Apoor S. Gami, MD, MSc; Virend K. Somers, MD, DPhil


J Cardiovasc Electrophysiol. 2008;19(9):997-1003. 

In This Article

Abstract and Introduction


Obstructive sleep apnea (OSA) is a sleep-related breathing disorder with important cardiovascular consequences, including arrhythmogenesis. The unique pathophysiology of OSA results in multiple intermediate mechanisms that may promote atrial fibrillation, ventricular arrhythmias, and sudden cardiac death. These mechanisms may act acutely to trigger nocturnal dysrhythmias, or chronically by affecting the electrical and myocardial substrates. Burgeoning epidemiological data have identified an increased risk for atrial fibrillation and sudden cardiac death related to OSA. Currently, few data exist to support the efficacy of OSA therapy, namely continuous positive airway pressure, as an adjunct for arrhythmia prevention or management.

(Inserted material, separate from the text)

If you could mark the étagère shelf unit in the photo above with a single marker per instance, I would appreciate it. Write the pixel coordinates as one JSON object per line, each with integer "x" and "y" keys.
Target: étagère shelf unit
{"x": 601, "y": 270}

Obstructive sleep apnea (OSA) is a sleep-related breathing disorder with pulmonary, neurological, metabolic, and cardiovascular consequences. Important pathophysiological and epidemiological relationships have been identified between OSA and clinically significant arrhythmias, including atrial fibrillation (AF) and sudden cardiac death (SCD). In this review, we will provide an introduction to OSA that is relevant to heart rhythm specialists, describe the potential pathophysiological mechanisms linking OSA to AF and SCD, and discuss the available epidemiological data regarding the relationship between OSA and important arrhythmic outcomes.